W trzecim sezonie „For All Mankind" producenci zdecydowali się puścić oko do fanów starszych produktów firmy Apple i zaprezentować alternatywną wersję jednego z nich - palmtopa Newton MessagePad 120. Jeden z twórców serialu, Ben McGinnis, opublikował w serwisie Twitter kilka ciekawostek na temat tego rekwizytu.

„For All Mankind" to serial science-fiction przedstawiający alternatywną wersję historii naszego świata, w której Związek Radziecki wyprzedził USA w tzw. wyścigu kosmicznym, co doprowadziło do zaostrzenia konfliktu między obiema stronami, czego efektem ubocznym był przyśpieszony rozwój technologiczny. W trzecim sezonie, którego akcja rozgrywa się w latach dziewięćdziesiątych, postanowiono rzucić nieco światła na to, jak w tej alternatywnej rzeczywistości potoczyła się historia firmy Apple. Bohaterowie używają w nim palmtopa Newton MessagePad 120, który jednak znacznie różni się od oryginału pod względem funkcjonalności, oferując m.in. kolorowy wyświetlacz o wysokiej rozdzielczości oraz opcję prowadzenia rozmów wideo za pośrednictwem doczepianej przedniej kamery. Jak ujawnił Ben McGinnis, jeden z rekwizytów wykorzystanych w serialu był w rzeczywistości iPhone'em 12 Pro Max umieszczonym w obudowie stylizowanej na oryginalnego Newtona, a niektóre ujęcia przedstawiające rozmowy wideo były kręcone jego kamerą.

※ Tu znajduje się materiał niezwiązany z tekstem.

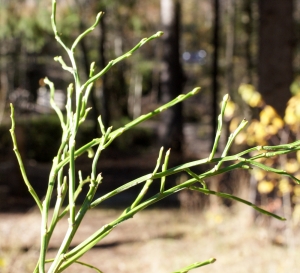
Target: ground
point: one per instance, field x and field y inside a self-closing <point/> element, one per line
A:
<point x="159" y="240"/>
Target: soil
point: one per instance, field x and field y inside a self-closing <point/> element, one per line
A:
<point x="159" y="240"/>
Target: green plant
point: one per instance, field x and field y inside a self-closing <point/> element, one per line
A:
<point x="70" y="186"/>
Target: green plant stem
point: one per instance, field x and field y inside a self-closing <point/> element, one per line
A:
<point x="231" y="139"/>
<point x="20" y="161"/>
<point x="78" y="251"/>
<point x="219" y="129"/>
<point x="195" y="265"/>
<point x="130" y="125"/>
<point x="148" y="182"/>
<point x="164" y="168"/>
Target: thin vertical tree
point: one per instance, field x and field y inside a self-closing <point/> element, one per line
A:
<point x="171" y="76"/>
<point x="215" y="66"/>
<point x="276" y="42"/>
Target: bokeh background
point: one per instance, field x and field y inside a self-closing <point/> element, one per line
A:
<point x="247" y="49"/>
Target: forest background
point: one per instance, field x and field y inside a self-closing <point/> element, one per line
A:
<point x="230" y="46"/>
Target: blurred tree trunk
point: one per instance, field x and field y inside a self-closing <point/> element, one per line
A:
<point x="215" y="67"/>
<point x="230" y="45"/>
<point x="276" y="40"/>
<point x="171" y="78"/>
<point x="248" y="27"/>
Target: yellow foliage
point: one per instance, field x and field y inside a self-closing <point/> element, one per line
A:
<point x="250" y="95"/>
<point x="291" y="166"/>
<point x="229" y="110"/>
<point x="267" y="114"/>
<point x="240" y="138"/>
<point x="292" y="112"/>
<point x="297" y="190"/>
<point x="2" y="262"/>
<point x="234" y="124"/>
<point x="258" y="132"/>
<point x="284" y="186"/>
<point x="259" y="174"/>
<point x="265" y="187"/>
<point x="298" y="156"/>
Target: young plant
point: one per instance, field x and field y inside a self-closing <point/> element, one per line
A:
<point x="68" y="187"/>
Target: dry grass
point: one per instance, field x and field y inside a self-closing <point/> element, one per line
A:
<point x="158" y="241"/>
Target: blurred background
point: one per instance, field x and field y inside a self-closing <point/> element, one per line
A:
<point x="248" y="49"/>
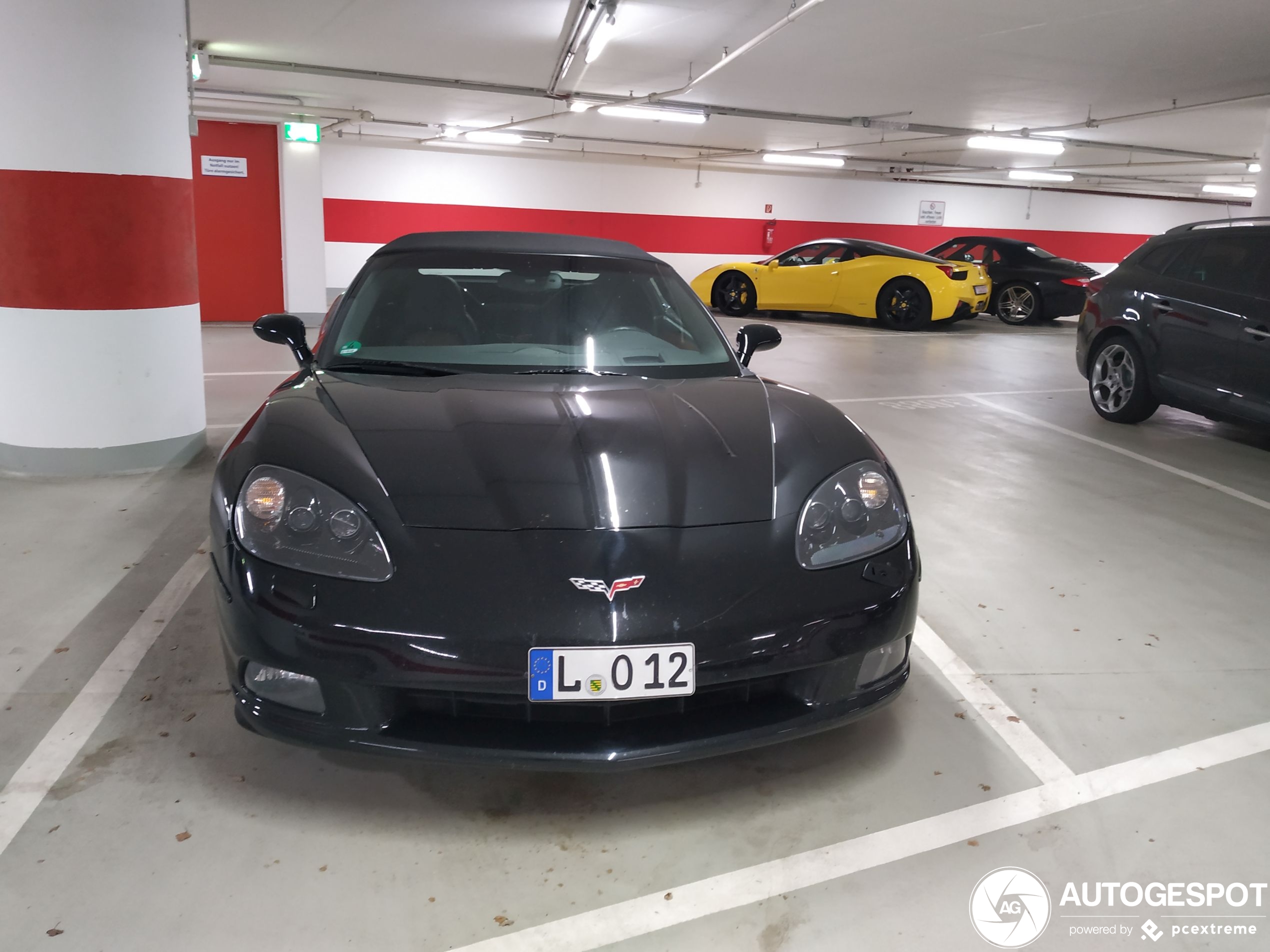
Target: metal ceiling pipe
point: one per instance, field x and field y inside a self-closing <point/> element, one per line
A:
<point x="1092" y="123"/>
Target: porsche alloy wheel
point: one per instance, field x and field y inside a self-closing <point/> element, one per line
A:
<point x="1018" y="304"/>
<point x="1118" y="387"/>
<point x="734" y="295"/>
<point x="904" y="305"/>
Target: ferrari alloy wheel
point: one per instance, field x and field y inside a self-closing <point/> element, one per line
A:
<point x="904" y="304"/>
<point x="734" y="295"/>
<point x="1118" y="386"/>
<point x="1018" y="304"/>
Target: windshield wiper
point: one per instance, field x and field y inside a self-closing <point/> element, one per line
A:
<point x="422" y="370"/>
<point x="576" y="370"/>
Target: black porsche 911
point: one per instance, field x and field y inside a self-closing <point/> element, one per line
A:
<point x="524" y="506"/>
<point x="1029" y="283"/>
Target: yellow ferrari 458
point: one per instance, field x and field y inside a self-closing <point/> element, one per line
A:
<point x="904" y="290"/>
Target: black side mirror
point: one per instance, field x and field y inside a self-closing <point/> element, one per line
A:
<point x="285" y="329"/>
<point x="754" y="338"/>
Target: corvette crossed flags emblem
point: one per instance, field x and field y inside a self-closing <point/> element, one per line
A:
<point x="604" y="588"/>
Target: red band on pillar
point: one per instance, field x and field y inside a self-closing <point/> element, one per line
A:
<point x="83" y="241"/>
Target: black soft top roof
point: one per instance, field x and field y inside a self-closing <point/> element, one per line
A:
<point x="514" y="241"/>
<point x="1018" y="243"/>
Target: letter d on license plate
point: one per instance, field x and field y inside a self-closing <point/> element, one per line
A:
<point x="612" y="673"/>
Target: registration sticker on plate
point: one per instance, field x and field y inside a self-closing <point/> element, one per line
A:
<point x="612" y="673"/>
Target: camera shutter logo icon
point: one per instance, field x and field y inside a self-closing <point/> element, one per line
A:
<point x="1010" y="908"/>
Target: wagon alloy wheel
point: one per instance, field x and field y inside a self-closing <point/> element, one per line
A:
<point x="734" y="295"/>
<point x="1113" y="379"/>
<point x="1016" y="304"/>
<point x="1120" y="387"/>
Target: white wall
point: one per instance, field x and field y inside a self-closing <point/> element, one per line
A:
<point x="450" y="177"/>
<point x="304" y="263"/>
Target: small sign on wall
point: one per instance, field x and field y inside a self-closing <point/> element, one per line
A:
<point x="229" y="165"/>
<point x="930" y="212"/>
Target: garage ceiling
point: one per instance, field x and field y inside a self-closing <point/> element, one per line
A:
<point x="1001" y="65"/>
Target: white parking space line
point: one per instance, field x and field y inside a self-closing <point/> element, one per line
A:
<point x="253" y="374"/>
<point x="65" y="739"/>
<point x="1122" y="451"/>
<point x="718" y="894"/>
<point x="948" y="396"/>
<point x="992" y="710"/>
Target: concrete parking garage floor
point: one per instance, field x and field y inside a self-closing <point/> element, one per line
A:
<point x="1088" y="702"/>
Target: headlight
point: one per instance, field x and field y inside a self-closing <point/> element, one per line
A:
<point x="290" y="520"/>
<point x="852" y="514"/>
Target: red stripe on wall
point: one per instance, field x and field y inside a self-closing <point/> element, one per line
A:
<point x="84" y="241"/>
<point x="379" y="222"/>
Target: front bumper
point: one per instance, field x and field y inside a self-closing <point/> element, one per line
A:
<point x="778" y="657"/>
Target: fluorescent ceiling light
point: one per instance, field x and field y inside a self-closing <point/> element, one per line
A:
<point x="1241" y="191"/>
<point x="1024" y="175"/>
<point x="1009" y="144"/>
<point x="600" y="38"/>
<point x="302" y="131"/>
<point x="493" y="139"/>
<point x="782" y="159"/>
<point x="648" y="112"/>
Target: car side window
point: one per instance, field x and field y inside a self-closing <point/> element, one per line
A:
<point x="838" y="253"/>
<point x="952" y="252"/>
<point x="804" y="254"/>
<point x="1158" y="258"/>
<point x="1226" y="263"/>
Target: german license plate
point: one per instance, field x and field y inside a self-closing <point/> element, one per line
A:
<point x="612" y="673"/>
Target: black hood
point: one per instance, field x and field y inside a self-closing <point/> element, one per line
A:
<point x="502" y="452"/>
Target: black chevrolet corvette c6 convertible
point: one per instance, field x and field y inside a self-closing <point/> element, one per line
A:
<point x="524" y="506"/>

W prawdziwym świecie seria Newton przeszła do historii jako jedna z największych porażek w historii firmy Apple. Urządzenia te z jednej strony cechowały się wysoką ceną, z drugiej zaś słabo radziły sobie z rozpoznawaniem pisma odręcznego - funkcją, która miała być ich największą zaletą.